Es gibt viele verschiedene Möglichkeiten, einen Bewegungssensor zu erstellen. Zum Beispiel:
In Geschäften ist es üblich, dass ein Lichtstrahl in der Nähe der Tür durch den Raum geht und auf der anderen Seite des Raums ein Fotosensor angebracht ist. Wenn ein Kunde den Strahl unterbricht, erkennt der Fotosensor die Änderung der Lichtmenge und läutet eine Glocke.
Viele Lebensmittelgeschäfte haben automatische Türöffner, die eine sehr einfache Form von Radar verwenden, um zu erkennen, wenn jemand in die Nähe der Tür kommt. Der Kasten über der Tür sendet einen Mikrowellen-Radioenergiestoß aus und wartet, bis die reflektierte Energie zurückprallt. Wenn sich eine Person in das Feld der Mikrowellenenergie begibt, ändert sich die Menge der reflektierten Energie oder die Zeit, die die Reflexion benötigt, um anzukommen, und der Kasten öffnet die Tür. Da diese Geräte Radar verwenden, lösen sie häufig Radardetektoren aus.
Dasselbe lässt sich mit Ultraschallwellen erreichen, indem man sie von einem Ziel abprallen lässt und auf das Echo wartet.
All dies sindaktivSensoren. Sie geben Energie (Licht, Mikrowellen oder Schall) in die Umgebung ab, um eine Veränderung irgendeiner Art zu erkennen.

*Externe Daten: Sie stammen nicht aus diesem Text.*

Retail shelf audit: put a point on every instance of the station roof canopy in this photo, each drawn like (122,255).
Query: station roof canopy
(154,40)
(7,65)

Die „Bewegungserkennungsfunktion“ der meisten Lampen (und Sicherheitssysteme) ist einepassivSystem, das erkenntInfrarotenergieDiese Sensoren werden daher alsPIR(Passiv-Infrarot-)Detektoren oderpyroelektrischSensoren. Um einen Sensor herzustellen, der einen Menschen erkennen kann, muss man den Sensor auf die Temperatur des menschlichen Körpers reagieren lassen. Menschen haben eine Hauttemperatur von etwa 34 °C und strahlen Infrarotenergie mit einer Wellenlänge zwischen 9 und 10 Mikrometern ab. Daher sind die Sensoren normalerweise im Bereich von 8 bis 12 Mikrometern empfindlich.
Die Geräte selbst sind einfache elektronische Komponenten, die einem Fotosensor nicht unähnlich sind. Das Infrarotlicht stößt Elektronen von einem Substrat ab, und diese Elektronen können erkannt und zu einem Signal verstärkt werden.
Sie haben wahrscheinlich bemerkt, dass Ihr Licht empfindlich auf Bewegung reagiert, aber nicht auf eine Person, die stillsteht. Das liegt daran, dass das am Sensor angebrachte Elektronikpaket nach einem ziemlichschnelle Veränderungin der Menge der Infrarotenergie, die er sieht. Wenn eine Person vorbeigeht, ändert sich die Menge der Infrarotenergie im Sichtfeld schnell und kann leicht erkannt werden. Sie möchten nicht, dass der Sensor langsamere Änderungen erkennt, wie z. B. die Abkühlung des Bürgersteigs in der Nacht.
Ihr Bewegungsmelder hat ein weites Sichtfeld durch dieLinseden Sensor abdecken. Infrarotenergie ist eine Form von Licht, sodass Sie sie mit Kunststofflinsen fokussieren und beugen können. Aber es ist nicht so, als ob sich dort ein 2-D-Array von Sensoren befände. Es gibt einen einzelnen (manchmal auch zwei) Sensoren im Inneren, die nach Änderungen der Infrarotenergie suchen.
Wenn Sie eine Alarmanlage mit Bewegungsmeldern haben, ist Ihnen vielleicht aufgefallen, dass die Bewegungsmelder Sie nicht „sehen“ können, wenn Sie draußen sind und durch ein Fenster schauen. Das liegt daran, dass Glas für Infrarotenergie nicht sehr durchlässig ist. Dies ist übrigens die Grundlage eines Gewächshauses. Licht gelangt durch das Glas in das Gewächshaus und erwärmt die Dinge im Gewächshaus. Das Glas ist dann für die Infrarotenergie, die diese erwärmten Dinge abgeben, undurchlässig, sodass die Wärme im Gewächshaus eingeschlossen bleibt. Es ist verständlich, dass ein Bewegungsmelder, der für Infrarotenergie empfindlich ist, nicht durch Glasfenster sehen kann.